Tuğba ANATOPRAK yazdı...
"Hz Peygamber'in (sas) en büyük mucizesi Kur'an-ı Kerîm'dir." Gençlik yıllarımızdan itibaren sıklıkla işittiğimiz cümlelerin başlıcalarındandır bu cümle. Biraz tefsir alanına eğildiğimizde ise sıkça telaffuz edilen bir cümle daha dâhil olur zihnimize: "Kur'an mu'cîz ve mûcîz bir kelâmdır." Peki bu i'câz ve îcâz kelimelerinin ifade ettiği hârikülâdeliğe gerçek mânâda şahit olduk mu hiç? Ahmed Bessâm Sâ'î, Kur'ân'ın i'câz ve îcâzına büyük bir çaba ile yakinen şahit oluşunu Kur'ân'ın Mucizevî Dili kitabında okura özet olarak aktarmaktadır. Esasında 4 ciltten müteşekkil olan eserin ilk iki cildi "el-Mu'cizetü: İâdetü Kırâati'l-İ'câzi'l-Lügavî fi'l-Kur'âni'l[1]Kerîm" adıyla Uluslararası İslâm Düşünce Enstitüsü tarafından 2015 yılında basılmıştır.

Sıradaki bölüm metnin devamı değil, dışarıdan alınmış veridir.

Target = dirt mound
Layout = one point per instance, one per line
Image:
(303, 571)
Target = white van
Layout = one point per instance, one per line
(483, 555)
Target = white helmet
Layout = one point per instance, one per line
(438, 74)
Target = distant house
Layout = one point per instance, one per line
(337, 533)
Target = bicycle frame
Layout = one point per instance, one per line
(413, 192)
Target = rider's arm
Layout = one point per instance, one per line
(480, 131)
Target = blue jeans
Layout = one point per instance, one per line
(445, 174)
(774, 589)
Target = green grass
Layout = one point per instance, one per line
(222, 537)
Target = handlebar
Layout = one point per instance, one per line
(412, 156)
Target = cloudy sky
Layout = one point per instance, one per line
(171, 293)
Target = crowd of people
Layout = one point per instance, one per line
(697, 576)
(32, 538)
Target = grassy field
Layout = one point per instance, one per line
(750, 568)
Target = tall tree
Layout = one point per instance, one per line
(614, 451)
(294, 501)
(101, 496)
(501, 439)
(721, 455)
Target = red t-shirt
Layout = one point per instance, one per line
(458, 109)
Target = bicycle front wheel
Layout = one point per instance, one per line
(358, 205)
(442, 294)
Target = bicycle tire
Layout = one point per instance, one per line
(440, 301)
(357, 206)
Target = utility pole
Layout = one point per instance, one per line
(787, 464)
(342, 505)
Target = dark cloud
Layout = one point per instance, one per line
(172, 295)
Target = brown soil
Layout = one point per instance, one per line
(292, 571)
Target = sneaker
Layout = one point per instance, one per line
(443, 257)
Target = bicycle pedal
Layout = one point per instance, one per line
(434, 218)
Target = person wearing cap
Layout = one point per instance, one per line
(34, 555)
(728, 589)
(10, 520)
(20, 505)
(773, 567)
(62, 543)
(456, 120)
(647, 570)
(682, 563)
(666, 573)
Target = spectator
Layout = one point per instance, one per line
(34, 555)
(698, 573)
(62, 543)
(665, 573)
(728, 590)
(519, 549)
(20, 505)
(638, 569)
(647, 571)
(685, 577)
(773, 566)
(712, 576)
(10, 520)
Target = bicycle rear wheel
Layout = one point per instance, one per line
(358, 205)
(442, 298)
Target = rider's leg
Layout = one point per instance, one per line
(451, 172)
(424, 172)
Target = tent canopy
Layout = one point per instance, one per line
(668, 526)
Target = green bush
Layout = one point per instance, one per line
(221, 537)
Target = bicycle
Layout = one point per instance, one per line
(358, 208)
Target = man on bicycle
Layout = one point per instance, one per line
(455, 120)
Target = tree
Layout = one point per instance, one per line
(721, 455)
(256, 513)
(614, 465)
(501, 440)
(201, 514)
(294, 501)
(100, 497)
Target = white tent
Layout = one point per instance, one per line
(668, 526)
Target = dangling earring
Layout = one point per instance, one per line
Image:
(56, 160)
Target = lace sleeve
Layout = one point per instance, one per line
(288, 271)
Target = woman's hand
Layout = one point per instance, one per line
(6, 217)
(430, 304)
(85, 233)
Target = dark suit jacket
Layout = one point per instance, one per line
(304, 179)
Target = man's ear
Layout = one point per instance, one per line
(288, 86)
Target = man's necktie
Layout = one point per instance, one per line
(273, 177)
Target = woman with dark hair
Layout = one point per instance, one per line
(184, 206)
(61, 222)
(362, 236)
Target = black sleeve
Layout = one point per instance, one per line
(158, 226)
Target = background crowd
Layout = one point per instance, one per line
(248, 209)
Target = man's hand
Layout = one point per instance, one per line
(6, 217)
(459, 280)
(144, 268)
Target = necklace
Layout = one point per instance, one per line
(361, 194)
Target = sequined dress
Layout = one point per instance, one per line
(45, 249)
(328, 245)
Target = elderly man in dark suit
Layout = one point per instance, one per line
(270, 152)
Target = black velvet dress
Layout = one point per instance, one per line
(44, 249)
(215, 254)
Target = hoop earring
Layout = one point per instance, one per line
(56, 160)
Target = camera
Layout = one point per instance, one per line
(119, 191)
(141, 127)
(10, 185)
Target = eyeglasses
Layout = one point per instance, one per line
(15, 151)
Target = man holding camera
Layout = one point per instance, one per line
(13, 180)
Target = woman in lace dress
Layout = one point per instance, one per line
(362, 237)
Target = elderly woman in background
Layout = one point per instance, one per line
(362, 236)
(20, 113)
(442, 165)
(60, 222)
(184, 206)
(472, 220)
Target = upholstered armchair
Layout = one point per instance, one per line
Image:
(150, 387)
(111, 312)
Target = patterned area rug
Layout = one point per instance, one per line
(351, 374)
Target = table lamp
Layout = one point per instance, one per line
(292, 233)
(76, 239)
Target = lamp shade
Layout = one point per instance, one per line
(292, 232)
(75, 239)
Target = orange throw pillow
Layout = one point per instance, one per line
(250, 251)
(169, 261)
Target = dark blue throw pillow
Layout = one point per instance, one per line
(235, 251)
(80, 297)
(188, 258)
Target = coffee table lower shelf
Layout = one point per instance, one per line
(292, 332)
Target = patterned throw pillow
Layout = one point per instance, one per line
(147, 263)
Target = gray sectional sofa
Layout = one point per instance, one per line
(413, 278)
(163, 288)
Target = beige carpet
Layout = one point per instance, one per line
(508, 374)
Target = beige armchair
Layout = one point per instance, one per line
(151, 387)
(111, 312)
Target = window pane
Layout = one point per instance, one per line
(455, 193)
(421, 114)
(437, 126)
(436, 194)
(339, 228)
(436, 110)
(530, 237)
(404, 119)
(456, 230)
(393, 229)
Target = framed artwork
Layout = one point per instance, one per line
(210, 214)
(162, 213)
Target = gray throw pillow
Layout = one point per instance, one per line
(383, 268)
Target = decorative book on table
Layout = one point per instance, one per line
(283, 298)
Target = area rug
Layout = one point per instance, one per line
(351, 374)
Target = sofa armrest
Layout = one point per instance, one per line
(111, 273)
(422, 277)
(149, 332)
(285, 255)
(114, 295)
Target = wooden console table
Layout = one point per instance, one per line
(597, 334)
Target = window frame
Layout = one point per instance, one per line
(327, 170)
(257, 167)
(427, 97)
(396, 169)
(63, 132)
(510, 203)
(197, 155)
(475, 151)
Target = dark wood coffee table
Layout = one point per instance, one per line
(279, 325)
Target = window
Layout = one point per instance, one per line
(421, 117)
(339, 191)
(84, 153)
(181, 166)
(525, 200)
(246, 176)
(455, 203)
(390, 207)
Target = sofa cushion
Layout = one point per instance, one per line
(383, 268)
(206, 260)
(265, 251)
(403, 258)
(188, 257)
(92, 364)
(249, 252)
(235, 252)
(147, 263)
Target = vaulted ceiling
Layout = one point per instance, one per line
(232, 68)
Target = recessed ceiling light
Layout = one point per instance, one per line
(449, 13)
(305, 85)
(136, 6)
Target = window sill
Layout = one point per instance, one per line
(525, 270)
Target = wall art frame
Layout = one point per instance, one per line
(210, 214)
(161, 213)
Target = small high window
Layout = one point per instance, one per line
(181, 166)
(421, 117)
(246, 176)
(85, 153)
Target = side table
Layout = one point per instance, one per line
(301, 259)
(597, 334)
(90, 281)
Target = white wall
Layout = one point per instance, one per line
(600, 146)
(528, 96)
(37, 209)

Yazar, 1989 yılında Oxford İslamî Araştırmalar Merkezinin talebiyle, bir grup İngiliz öğrenciye Kur'ân-ı Kerîm çerçevesinde Arapça öğretmeye başladığı zaman, Kur'ân ifadelerini İngilizce'ye aktarırken, kendini daha önce dikkatini çekmeyen şaşırtıcı linguistik soruların karşısında bulur. Aynı süreçte oryantalist biriyle bulunduğu müşterek çalışma ortamında, oryantalistin iddia ettiği dilsel karşılığın Kur'an'da yeri olmadığını görünce, alışkın olduğu Kur'ân okuma biçimini gözden geçirmesi gerektiği kanaatine varır. Zira Kur'ân'ın indiği dil olan Arapça'yı konuşan insanların dahi, inen âyetleri farklı bir üslup, alışılmışın dışında bir yapı olarak görüp sarsılmalarına sebep olan etkinin, hâlihazırdaki okuma alışkanlığında ortaya çıkmadığı muhakkaktır. Bununla birlikte, Kur'ân'ı okuyan ferâset sahibi kişi, ister dil, ister bilim, isterse belâgât açısından yaklaşsın, bu ilâhî ve mucizevî kelâmı anlamada yetersiz ve zayıf kalacağı gerçeği göz ardı edilmemelidir. Yazar, bu düşüncelerle îcâza dair yapılan çalışmaları; Kur'ân'ın getirdiği yeniliklerin, vahyin ilk muhatapları üzerindeki etkisini; Kur'an'ın ifade ve ahenginin cahiliye şiirinden çok farklı oluşunu dikkatle incelemiştir. Kur'ân'ın dili üzerinde çalışırken, Kur'an'da yer alan bazı ifadelerin, Arapların kullandığından farklı şekilde ele alındığına dikkat çekmiştir. Kur'ân'ın özgün karakterini, kelimeler ve sûreler arasındaki yeni ilişkileri, mükerrer gibi görülen pek çok ifadenin esasında mükerrer olmadığını görmüş, neticede şu sonuca ulaşmıştır: Kur'ân yeni linguistik bir devrim oluşturmuştur. Arap diliyle inmiştir, bu dilin temellerine uzanmıştır ancak Arapça'nın da ötesinde bir dil meydana getirmiştir. İşte Kur'ân'ı mu'cize yapan da budur.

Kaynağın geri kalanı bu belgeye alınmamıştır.